Open your mind, get up off the couch, move.”

― Anthony Bourdain

Anthony Bourdain and the Power of Telling the Truth – Helen Rosner, The New Yorker

Barack Obama honors Anthony Bourdain – Vox

Let’s talk about someone who could appreciate a Waffle House – Every Day Should Be Saturday

Anderson Cooper pays tribute – CNN

The more places I see and experience, the bigger I realize the world to be. The more I become aware of, the more I realize how relatively little I know of it, how many places I have still to go, how much more there is to learn. Maybe that’s enlightenment enough — to know that there is no final resting place of the mind, no moment of smug clarity. Perhaps wisdom, at least for me, means realizing how small I am, and unwise, and how far I have yet to go.

― Anthony Bourdain


“Travel changes you. As you move through this life and this world you change things slightly, you leave marks behind, however small.

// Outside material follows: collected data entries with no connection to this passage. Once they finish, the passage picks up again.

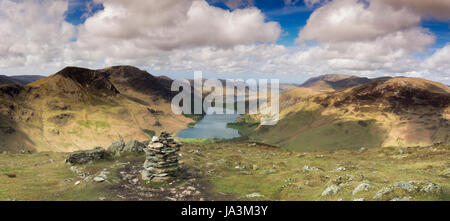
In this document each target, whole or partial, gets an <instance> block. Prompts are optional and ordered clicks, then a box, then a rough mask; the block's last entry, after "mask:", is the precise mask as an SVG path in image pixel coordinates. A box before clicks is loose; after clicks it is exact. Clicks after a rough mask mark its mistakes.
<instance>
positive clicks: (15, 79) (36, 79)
mask: <svg viewBox="0 0 450 221" xmlns="http://www.w3.org/2000/svg"><path fill="white" fill-rule="evenodd" d="M9 78H11V79H14V80H15V81H16V82H18V83H19V84H22V85H26V84H29V83H32V82H35V81H37V80H40V79H42V78H45V76H42V75H15V76H9Z"/></svg>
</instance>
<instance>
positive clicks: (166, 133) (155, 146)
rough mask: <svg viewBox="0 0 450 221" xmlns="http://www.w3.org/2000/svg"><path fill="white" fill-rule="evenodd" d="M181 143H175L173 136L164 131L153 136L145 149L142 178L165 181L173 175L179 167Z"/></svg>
mask: <svg viewBox="0 0 450 221" xmlns="http://www.w3.org/2000/svg"><path fill="white" fill-rule="evenodd" d="M180 146H181V144H178V143H176V142H175V141H174V140H173V138H172V137H171V136H170V135H169V134H168V133H165V132H162V133H161V135H160V136H159V137H156V136H155V137H153V139H152V141H151V142H150V144H149V145H148V147H147V148H146V149H144V150H145V153H146V160H145V163H144V170H143V171H142V178H143V179H144V180H152V181H156V182H159V181H166V180H168V179H169V178H171V177H174V176H175V173H176V172H177V171H178V169H179V164H178V161H179V156H178V155H177V152H178V151H179V150H180Z"/></svg>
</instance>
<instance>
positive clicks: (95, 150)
mask: <svg viewBox="0 0 450 221" xmlns="http://www.w3.org/2000/svg"><path fill="white" fill-rule="evenodd" d="M105 157H106V150H105V149H103V148H102V147H96V148H94V149H92V150H86V151H76V152H73V153H71V154H69V156H68V157H67V159H66V162H68V163H70V164H84V163H88V162H91V161H95V160H101V159H104V158H105Z"/></svg>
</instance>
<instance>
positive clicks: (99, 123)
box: [78, 120, 111, 130]
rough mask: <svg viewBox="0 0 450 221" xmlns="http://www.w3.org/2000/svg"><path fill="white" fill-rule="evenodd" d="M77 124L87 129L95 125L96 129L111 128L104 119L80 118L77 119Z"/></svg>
mask: <svg viewBox="0 0 450 221" xmlns="http://www.w3.org/2000/svg"><path fill="white" fill-rule="evenodd" d="M78 124H79V125H80V126H83V127H86V128H88V129H91V128H92V127H95V129H96V130H97V129H105V128H111V125H110V124H109V123H107V122H104V121H90V120H87V121H82V120H79V121H78Z"/></svg>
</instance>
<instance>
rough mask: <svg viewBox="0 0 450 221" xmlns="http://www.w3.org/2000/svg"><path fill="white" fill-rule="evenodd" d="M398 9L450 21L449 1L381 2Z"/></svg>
mask: <svg viewBox="0 0 450 221" xmlns="http://www.w3.org/2000/svg"><path fill="white" fill-rule="evenodd" d="M381 1H383V2H385V3H387V4H390V5H392V6H395V7H397V8H409V9H412V10H413V11H415V12H416V13H419V14H420V15H422V16H428V17H433V18H437V19H441V20H447V21H448V20H450V1H448V0H381Z"/></svg>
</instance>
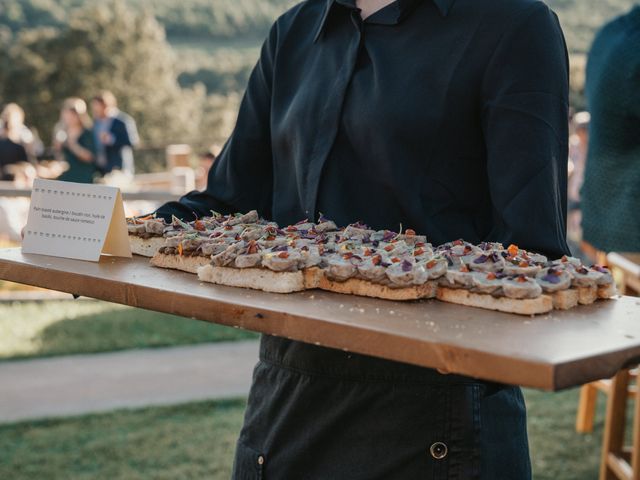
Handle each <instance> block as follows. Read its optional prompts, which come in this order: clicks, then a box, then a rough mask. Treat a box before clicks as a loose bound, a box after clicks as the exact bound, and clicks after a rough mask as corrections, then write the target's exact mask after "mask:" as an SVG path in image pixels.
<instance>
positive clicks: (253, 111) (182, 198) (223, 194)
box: [156, 24, 278, 220]
mask: <svg viewBox="0 0 640 480" xmlns="http://www.w3.org/2000/svg"><path fill="white" fill-rule="evenodd" d="M277 36H278V33H277V24H276V25H274V26H273V27H272V29H271V32H270V34H269V37H268V38H267V40H266V41H265V43H264V45H263V47H262V51H261V54H260V59H259V61H258V63H257V65H256V66H255V67H254V69H253V71H252V73H251V75H250V77H249V83H248V85H247V90H246V92H245V95H244V97H243V99H242V103H241V104H240V111H239V113H238V119H237V121H236V126H235V128H234V131H233V133H232V135H231V137H230V138H229V140H228V141H227V143H226V144H225V146H224V148H223V149H222V152H221V153H220V155H219V156H218V158H217V159H216V161H215V163H214V164H213V167H212V168H211V170H210V171H209V176H208V179H207V188H206V189H205V191H203V192H198V191H194V192H191V193H188V194H187V195H185V196H184V197H182V198H181V199H180V200H179V201H178V202H170V203H167V204H165V205H163V206H162V207H160V208H159V209H158V211H157V212H156V213H157V214H158V215H159V216H161V217H164V218H167V219H168V218H169V217H170V216H171V215H176V216H177V217H179V218H183V219H185V220H192V219H194V218H195V217H196V216H198V217H202V216H205V215H210V212H211V210H215V211H217V212H220V213H234V212H246V211H249V210H254V209H255V210H258V212H259V213H260V215H261V216H263V217H264V218H271V210H272V207H271V204H272V190H273V187H272V185H273V180H272V179H273V164H272V153H271V128H270V112H271V107H270V105H271V92H272V79H273V75H272V74H273V64H274V59H275V54H276V53H275V52H276V44H277Z"/></svg>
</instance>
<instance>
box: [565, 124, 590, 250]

And in return, life – and travel – leaves marks on you. Most of the time, those marks – on your body or on your heart – are beautiful. Often, though, they hurt.”
― Anthony Bourdain

He certainly left his mark on this world, and on many of us. He connected with people. He was open, honest. He respected people. People who were real. People who were open, hard working, honest people. People who cared. People who were decent. He could relate to their struggles. He spoke to their hearts. He was privileged and he knew it. But he was different from other white western people. He didn’t travel to laugh at people. He respected people, no matter their means, culture, religion. And he passionately wanted to take us all on his journey, to share with us a slice of his world. To also see and somehow taste other cultures. He will be missed. By those who knew him personally and those he touched from a distance.

Anthony Bourdain was only 61 years old.